FRANCE:裁判拒否で国が敗訴
このような衝撃的な見出しがLE FIGAROを飾っていた。
L'Etat condamne pour deni de justice
エクサンプロバンス控訴院がこの火曜日(2010/5/18)に判決を下した、1993年の離婚以来4人の子供と会えなかった母親のケースである。
このAFP電によれば、ツーロンに住むMichelleという61歳の元パラシュート部隊所属の軍人女性は、3人の娘と一人の息子の母親だが、16年間子供たちとは別れ別れで、その間1度だけ、末娘と1997年に会っただけだったという。
彼女は、1999年以来、幾度も元夫をnon-représentation d'enfantsの廉で刑事告訴し、30回以上も告訴したが効果がなかった。ただしいくつかの裁判は下された。
このような経過について、控訴院は、事案の単純さの程度と申請人の刑事手続進行に関するスキルのなさとを理由に、裁判所が事件を処理する期間を考慮すると、裁判拒否を認めるに至ったと判示し、国に5000ユーロの損害賠償を命じた。これは上記母親が一つの対審判決を得るのに5年も待たされたことに対する精神的苦痛を損害とするものである。
原告側弁護士はこの判決を高く評価し、これで家族事件に関する裁判が迅速になると期待でき、フランスの裁判所にとって誉れとなるような判断だと述べている。
なお、この件に関しては2006年に既にヨーロッパ人権裁判所が、申請人に有利な判断を下し、フランスの裁判サービスが「家族生活への権利を保護できないことによる重大な過失」を犯したと判断していた。
以上がLE FIGAROの要約だが、文中で出てきたnon-représentation d'enfantsとは、刑法典227-5条に規定されているもので、面接交渉(今風にいうなら面会交流)の定めを監護者が守らなかった場合に成立するもののようである。
Le fait de refuser indûment de représenter un enfant mineur à la personne qui a le droit de le réclamer est puni d'un an d'emprisonnement et de 15000 euros d'amende. 未成年子との面会を求める権利を有する者に、その子供を会わせることを不法に拒否した行為は、1年の拘禁および15000ユーロの罰金に処す。
日本法に置き換えてみると、ちょうど、ストーカー被害を何度も警察に訴えたのに何もしてもらえず、結果、重大な犯罪被害にあってしまったという事案で、警察の怠慢を理由に国家賠償を求めるというケースに相当しよう。
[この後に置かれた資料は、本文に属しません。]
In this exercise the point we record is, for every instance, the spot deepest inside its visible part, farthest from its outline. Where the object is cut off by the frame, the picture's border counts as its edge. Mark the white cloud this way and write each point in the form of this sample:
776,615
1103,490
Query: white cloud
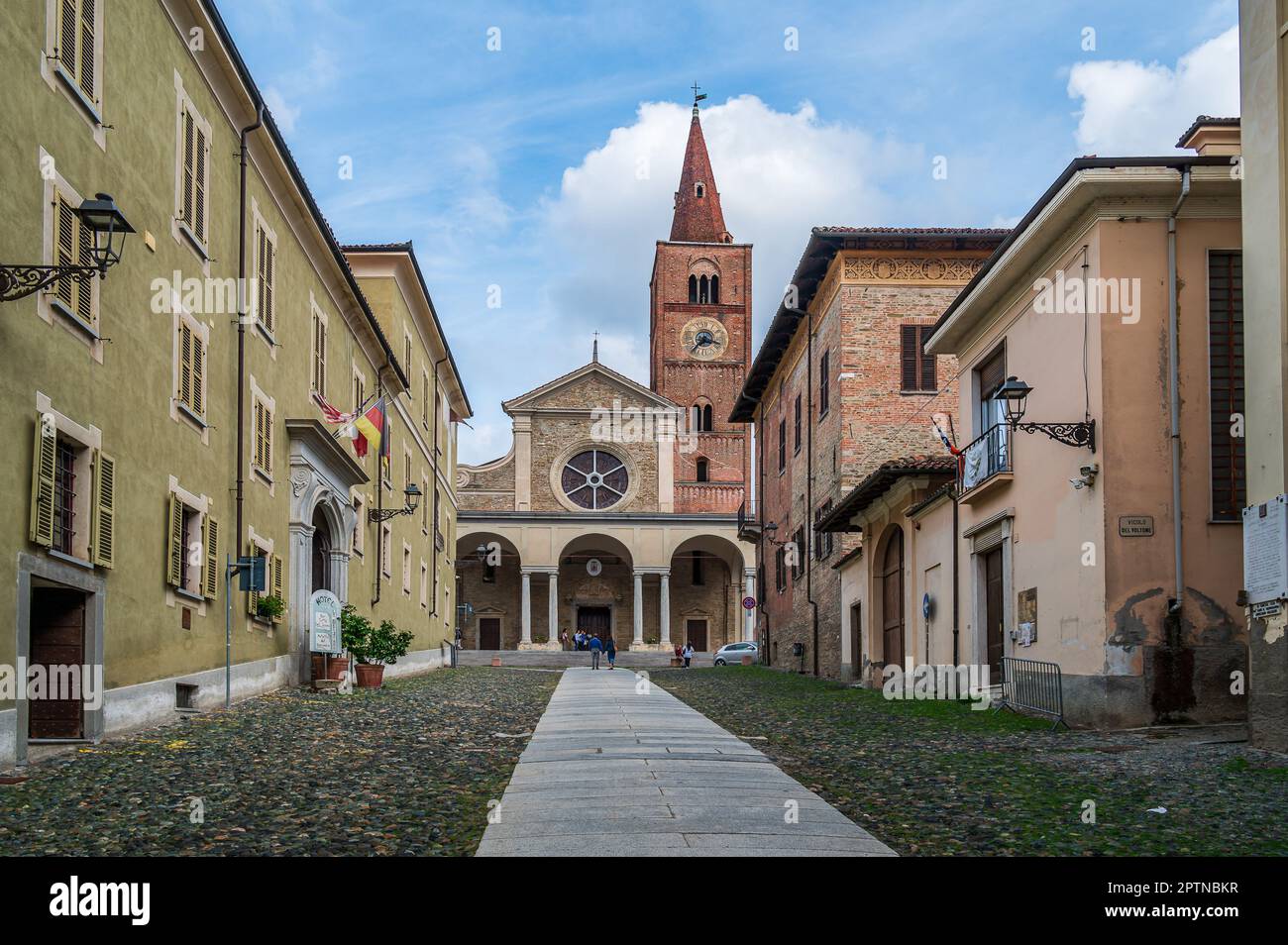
1132,108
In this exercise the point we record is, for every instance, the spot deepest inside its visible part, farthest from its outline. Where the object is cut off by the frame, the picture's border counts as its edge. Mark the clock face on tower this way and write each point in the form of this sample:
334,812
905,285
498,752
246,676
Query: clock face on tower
703,339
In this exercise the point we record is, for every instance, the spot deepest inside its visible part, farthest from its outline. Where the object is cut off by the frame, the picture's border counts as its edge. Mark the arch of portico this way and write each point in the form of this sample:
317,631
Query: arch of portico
552,553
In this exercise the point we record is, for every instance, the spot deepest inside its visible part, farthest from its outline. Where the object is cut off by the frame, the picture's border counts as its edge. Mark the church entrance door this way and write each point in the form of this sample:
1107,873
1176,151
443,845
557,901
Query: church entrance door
593,619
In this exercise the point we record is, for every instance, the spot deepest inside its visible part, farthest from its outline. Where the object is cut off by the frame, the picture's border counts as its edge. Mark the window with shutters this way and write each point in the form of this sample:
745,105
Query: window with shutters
824,380
76,51
917,368
72,245
192,176
72,492
191,370
797,425
266,278
192,546
318,376
1225,383
262,456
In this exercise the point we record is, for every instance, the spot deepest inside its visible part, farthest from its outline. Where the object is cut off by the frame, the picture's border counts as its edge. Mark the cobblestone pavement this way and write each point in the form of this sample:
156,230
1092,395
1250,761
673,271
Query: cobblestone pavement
619,768
939,778
408,769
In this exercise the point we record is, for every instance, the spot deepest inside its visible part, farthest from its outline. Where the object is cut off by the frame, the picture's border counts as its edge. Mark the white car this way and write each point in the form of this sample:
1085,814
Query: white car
733,653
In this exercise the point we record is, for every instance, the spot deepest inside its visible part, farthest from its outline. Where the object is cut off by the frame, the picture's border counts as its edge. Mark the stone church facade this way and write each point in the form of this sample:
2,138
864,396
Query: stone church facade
616,509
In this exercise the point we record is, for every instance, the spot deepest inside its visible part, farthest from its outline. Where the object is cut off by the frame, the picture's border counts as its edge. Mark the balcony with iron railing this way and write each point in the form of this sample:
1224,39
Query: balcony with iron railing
984,464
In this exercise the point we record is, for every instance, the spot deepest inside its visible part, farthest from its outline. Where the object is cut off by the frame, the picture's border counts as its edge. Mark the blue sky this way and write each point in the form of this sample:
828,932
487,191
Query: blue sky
544,168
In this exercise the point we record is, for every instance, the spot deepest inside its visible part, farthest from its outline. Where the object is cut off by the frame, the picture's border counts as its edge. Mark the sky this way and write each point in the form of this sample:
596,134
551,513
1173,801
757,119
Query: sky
531,151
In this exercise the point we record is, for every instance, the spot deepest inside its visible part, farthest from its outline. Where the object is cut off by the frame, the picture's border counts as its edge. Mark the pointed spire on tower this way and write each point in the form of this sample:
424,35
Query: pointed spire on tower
698,218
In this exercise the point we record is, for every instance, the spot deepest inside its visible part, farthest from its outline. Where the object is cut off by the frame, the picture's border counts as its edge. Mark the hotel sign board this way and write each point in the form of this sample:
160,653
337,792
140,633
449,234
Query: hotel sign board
1265,550
1134,525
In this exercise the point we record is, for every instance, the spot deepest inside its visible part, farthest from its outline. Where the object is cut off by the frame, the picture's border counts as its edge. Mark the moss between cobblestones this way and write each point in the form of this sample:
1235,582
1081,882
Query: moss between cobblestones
403,770
939,778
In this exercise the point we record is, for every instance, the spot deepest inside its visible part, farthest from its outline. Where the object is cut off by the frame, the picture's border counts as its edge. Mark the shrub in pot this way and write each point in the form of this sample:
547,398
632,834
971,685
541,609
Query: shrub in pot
382,645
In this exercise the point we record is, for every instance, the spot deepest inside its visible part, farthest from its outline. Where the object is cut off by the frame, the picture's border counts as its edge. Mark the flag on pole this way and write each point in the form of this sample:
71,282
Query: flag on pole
372,430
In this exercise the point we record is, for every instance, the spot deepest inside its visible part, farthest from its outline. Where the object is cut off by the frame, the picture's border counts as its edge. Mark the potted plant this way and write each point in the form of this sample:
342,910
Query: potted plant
270,608
381,647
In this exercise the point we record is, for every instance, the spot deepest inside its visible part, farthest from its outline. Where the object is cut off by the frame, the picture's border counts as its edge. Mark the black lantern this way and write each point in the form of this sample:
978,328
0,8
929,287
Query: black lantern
1016,395
412,499
108,226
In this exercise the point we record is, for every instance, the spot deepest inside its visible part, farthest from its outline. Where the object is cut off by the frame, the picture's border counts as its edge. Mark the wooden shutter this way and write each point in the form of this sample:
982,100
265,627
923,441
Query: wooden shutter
102,528
210,576
174,550
43,469
85,75
277,584
198,376
253,596
910,353
1227,383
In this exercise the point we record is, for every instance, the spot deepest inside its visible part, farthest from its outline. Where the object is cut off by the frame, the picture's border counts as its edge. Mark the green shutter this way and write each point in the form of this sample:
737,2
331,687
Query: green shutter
210,577
174,548
43,469
103,524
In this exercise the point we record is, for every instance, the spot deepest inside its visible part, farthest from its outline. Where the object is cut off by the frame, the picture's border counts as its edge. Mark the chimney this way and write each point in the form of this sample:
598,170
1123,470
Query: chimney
1209,137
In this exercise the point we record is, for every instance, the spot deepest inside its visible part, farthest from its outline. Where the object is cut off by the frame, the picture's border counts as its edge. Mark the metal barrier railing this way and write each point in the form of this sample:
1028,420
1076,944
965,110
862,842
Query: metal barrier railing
1034,685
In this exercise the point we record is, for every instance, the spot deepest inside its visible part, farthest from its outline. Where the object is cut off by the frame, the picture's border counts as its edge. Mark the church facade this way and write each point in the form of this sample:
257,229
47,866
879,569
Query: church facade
616,509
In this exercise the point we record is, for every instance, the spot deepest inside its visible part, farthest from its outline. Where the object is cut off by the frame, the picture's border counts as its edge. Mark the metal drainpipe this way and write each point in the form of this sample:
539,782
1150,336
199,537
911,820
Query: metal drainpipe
809,481
433,461
241,329
1175,383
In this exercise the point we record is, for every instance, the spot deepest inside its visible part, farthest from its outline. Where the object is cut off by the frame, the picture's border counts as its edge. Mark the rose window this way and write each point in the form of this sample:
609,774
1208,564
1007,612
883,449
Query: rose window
595,479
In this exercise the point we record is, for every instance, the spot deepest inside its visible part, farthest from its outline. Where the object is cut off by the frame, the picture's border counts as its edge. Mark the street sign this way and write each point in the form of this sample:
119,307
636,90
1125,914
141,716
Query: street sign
325,623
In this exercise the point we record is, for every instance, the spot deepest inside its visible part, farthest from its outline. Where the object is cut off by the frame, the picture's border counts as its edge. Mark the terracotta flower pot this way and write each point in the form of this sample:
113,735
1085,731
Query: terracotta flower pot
370,675
335,670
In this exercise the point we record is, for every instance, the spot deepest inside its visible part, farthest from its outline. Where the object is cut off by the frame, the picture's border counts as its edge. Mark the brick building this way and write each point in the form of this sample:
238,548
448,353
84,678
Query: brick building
838,387
616,509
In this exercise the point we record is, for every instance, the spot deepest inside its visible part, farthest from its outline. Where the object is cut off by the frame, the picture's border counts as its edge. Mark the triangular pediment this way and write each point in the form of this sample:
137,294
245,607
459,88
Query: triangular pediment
589,386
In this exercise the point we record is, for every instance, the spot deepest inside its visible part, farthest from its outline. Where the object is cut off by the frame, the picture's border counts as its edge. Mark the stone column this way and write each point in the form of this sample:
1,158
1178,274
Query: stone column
638,640
553,618
664,617
527,609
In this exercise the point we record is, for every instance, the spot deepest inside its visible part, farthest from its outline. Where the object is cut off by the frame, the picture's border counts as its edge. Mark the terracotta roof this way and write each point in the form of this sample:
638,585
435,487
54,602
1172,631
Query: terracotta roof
881,479
1205,120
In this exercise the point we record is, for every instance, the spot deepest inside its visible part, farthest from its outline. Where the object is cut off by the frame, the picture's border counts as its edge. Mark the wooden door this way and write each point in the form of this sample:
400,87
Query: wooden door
993,614
56,639
892,600
489,632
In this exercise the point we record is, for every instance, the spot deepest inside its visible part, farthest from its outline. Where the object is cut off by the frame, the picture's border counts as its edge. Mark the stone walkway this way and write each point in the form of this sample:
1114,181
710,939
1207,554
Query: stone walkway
619,768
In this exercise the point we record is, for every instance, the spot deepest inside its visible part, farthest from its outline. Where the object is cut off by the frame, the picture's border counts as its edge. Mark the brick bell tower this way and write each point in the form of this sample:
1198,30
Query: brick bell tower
699,345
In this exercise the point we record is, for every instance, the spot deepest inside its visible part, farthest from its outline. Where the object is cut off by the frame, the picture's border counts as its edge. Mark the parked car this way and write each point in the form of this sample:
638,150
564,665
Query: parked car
733,653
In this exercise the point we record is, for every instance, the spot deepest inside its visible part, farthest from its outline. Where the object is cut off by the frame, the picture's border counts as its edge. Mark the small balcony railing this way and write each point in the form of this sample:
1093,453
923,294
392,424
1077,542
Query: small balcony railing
984,458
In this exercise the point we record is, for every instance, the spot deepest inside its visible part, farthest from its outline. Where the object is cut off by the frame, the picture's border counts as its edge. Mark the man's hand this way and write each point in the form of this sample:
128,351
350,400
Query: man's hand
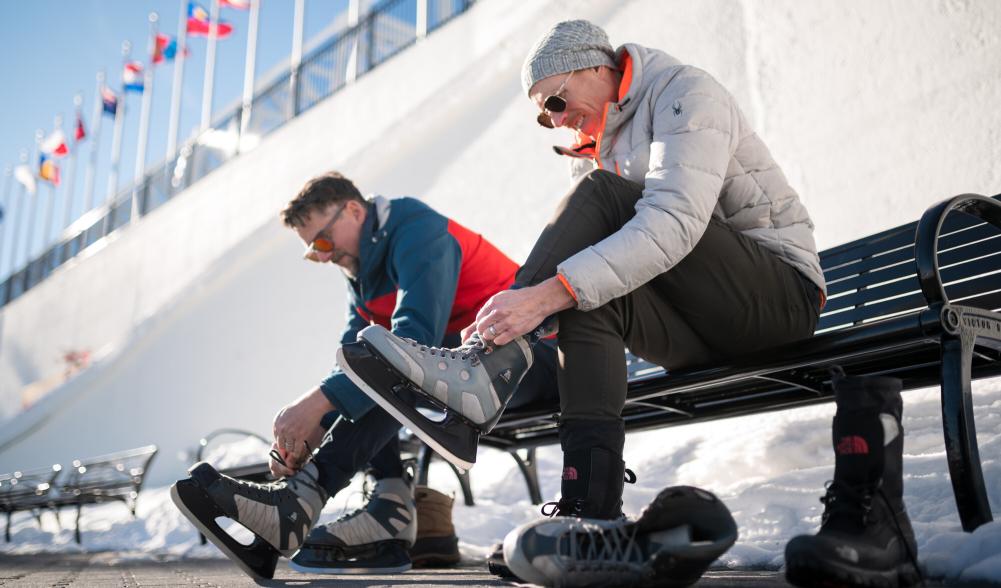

ただし、フランスの場合は、重大な犯罪に巻き込まれたわけではなく、もっぱら告訴に応じて迅速に対応しなかったことが重大な過失ととらえられているので、その点は日本とは全く違う。
ところでこの裁判拒否 denis de justiceという概念は、もちろん裁判権・法執行権を国が独占して自力執行を禁止している反面として、国の責務を表したものであり、さらに進んで「訴訟遅延は裁判拒否に等しい」という法諺も存在する。
フランスの実定法には、以下のような規定がある。
民法典第4条「法律の沈黙、曖昧、不十分を口実に裁判を拒否する裁判官は、裁判拒否の廉で有罪として訴追されうる。」
この規定はかのナポレオン法典以来の規定であり、言い回しや用語法が古風だ。
以上の他、裁判官を被告とする民事責任追及規定が民事訴訟法典366-9条に、また裁判官等に対する刑事訴追規定が刑法典434-7-1条に、それぞれ規定されている。
こうした個人責任追及規定は、日本にはないところだが、刑法典434-7-1条は日本なら裁判官の分限処分に相当するかもしれない。